Joe poussa doucement la porte pour voir comment allait sa belle-fille.
«Comment vas-tu, chérie? Je suis désolé. Si j'avais su que ce cadre…»
«Oh non, Joe!» l'interrompit-elle. «Je suis désolée que vous m'ayez vu dans cet état. J'aime beaucouple cadre ! C'est juste qu'en le voyant, je me suis rendue compte à quel point Matthew m'avait manqué aujourd'hui», poursuivit-elle en prenant le tout petit dans ses bras.
«Ne t'inquiète pas. Tu viens juste d'avoir un bébé. C'est tout à fait normal qu'il t'ait manqué. Il n'y a aucun problème», essaya-t-il de la rassurer.
«J'ai repris le travail trop vite. Mais après quelques semaines, ça devrait aller beaucoup mieux, j'en suis sûre. Je vais rester un peu avec mon petit gentleman», ajouta-t-elle avec un clin d'œil à l'intention de son beau-père.
«Je vais vous laisser maintenant. Je pense que vous avez besoin de passer du temps ensemble, tous les 3. Je vous aime», déclara Joe avant d'embrasser tout le couple pour leur dire au revoir.
«Au revoir papa.»
«Au revoir papa », fit-elle écho avec un sourire en direction de Joe.

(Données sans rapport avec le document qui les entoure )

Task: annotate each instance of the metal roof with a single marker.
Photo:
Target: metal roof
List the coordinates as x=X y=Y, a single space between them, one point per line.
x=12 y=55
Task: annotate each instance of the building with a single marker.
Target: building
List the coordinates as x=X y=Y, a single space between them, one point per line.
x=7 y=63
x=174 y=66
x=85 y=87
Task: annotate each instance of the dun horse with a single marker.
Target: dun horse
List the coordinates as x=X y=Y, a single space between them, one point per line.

Après le départ de son père, Oliver prit le nouveau-né des bras de Shane et l'installa dans son transat. Puis, il alla mettre un disque et le lança. Une musique familière se fit entendre avant que la chanson démarre:
In every heart there is a room
A sanctuary safe and strong
To heal the wounds from lovers past
Until a new one comes along
…
Oliver enlaça sa femme et tous deux se mirent à danser en suivant le rythme de la musique. Shane posa sa tête sur l'épaule de son mari. Alors, il murmura à son oreille : «Je t'aime, mon amour. Je serai toujours là pour toi et pour notre petit trésor.»
«Je le sais», répondit-elle en le serrant plus fort.